Moderna Inc. plans to market a combined COVID-19 and flu booster as soon as the fall of 2023, according to Chief Executive Officer Stephane Bancel. The one-yearly booster would also work against Respiratory Syncytial Virus or RSV, a common respiratory virus, in single shot that would be administered before winter.

While speaking on a panel at the World Economic Forum, Bancel said the combination vaccine would avoid the requirement of multiple jabs.

Bancel said, “Our goal is to be able to have a single annual booster so that we don’t have compliance issues where people don’t want to get to get two to three shots a winter, but to get one dose where they get a booster for Corona and a booster for flu and RSV to make sure people get their vaccines…. The best-case scenario would be the fall of 2023.”

Bancel had reportedly said last September that the biotechnology company focusing on messenger RNA or mRNA therapeutics and vaccines was working on a booster shot combining its mRNA vaccine for COVID-19, a vaccine under development against influenza as well as a dose to treat RSV.

The company now has 40 programs in development including 23 in ongoing clinical studies encompassing mRNA infectious disease vaccines.

Moderna’s COVID-19 booster is currently in phase three trials, while the flu vaccine, which also uses mRNA technology, is under development. The flu vaccine is expected to progress from phase two to three trials in the second quarter.
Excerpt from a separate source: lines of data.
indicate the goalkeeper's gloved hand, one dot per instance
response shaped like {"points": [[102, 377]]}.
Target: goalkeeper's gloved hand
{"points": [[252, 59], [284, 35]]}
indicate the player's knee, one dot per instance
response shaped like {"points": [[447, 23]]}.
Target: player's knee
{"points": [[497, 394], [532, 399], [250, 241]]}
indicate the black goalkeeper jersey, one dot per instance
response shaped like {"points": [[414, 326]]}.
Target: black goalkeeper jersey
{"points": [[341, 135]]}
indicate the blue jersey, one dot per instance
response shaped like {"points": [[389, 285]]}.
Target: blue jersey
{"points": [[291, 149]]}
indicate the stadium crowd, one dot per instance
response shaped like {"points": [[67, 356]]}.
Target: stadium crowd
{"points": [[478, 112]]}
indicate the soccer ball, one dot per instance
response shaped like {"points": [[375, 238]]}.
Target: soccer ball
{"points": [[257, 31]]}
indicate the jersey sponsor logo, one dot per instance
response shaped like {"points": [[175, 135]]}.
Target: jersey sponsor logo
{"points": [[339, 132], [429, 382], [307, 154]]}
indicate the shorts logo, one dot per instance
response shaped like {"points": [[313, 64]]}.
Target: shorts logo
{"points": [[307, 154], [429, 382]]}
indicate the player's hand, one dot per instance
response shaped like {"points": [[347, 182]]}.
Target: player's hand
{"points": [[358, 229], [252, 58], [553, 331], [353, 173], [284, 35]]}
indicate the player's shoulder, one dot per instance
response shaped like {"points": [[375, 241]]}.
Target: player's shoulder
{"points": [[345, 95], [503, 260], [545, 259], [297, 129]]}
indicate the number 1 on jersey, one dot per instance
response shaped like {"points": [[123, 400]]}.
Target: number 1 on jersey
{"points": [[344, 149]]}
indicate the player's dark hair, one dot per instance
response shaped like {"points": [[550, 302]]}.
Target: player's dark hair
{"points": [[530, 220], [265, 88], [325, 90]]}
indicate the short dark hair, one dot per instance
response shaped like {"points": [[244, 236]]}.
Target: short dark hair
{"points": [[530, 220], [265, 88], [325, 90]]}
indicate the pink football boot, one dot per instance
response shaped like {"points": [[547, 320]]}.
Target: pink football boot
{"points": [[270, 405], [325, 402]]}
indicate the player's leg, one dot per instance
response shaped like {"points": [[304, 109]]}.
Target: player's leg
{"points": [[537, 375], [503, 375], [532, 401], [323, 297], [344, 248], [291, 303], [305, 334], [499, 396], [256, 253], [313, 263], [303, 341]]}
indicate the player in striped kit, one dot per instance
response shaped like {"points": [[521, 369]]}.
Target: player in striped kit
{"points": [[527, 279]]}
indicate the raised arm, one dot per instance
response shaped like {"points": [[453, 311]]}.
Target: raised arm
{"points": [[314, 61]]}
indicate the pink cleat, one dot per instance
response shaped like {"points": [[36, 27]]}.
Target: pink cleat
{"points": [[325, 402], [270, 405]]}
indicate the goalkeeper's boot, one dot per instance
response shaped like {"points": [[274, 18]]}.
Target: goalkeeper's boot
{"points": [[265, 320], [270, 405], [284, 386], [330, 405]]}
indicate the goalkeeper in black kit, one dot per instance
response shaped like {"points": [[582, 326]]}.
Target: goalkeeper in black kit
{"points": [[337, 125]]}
In an update in December, the company had noted that the flu vaccine under development generated antibody levels against all four strains of the influenza virus in an early-stage study.

Moderna’s Spikevax vaccine is currently authorized by FDA for emergency use as a two-dose primary series, as well as a single booster dose for adults 18 years and older. The vaccine is yet to get full FDA approval. The FDA is reviewing the Biologics License Application for Spikevax and a decision is expected in April 2022.

The company is also continuing to develop an Omicron-specific variant vaccine (mRNA-1273.529) that is expected to advance into clinical trials in early 2022. Bancel recently said a fourth COVID-19 vaccine shot might be required for better protection particularly against the rapidly spreading Omicron variant.

In 2021, Moderna shipped 807 million doses of COVID-19 vaccines, of which around 25 percent was shipped to low- and middle-income countries. The company plans to ship 2 to 3 billion doses in 2022.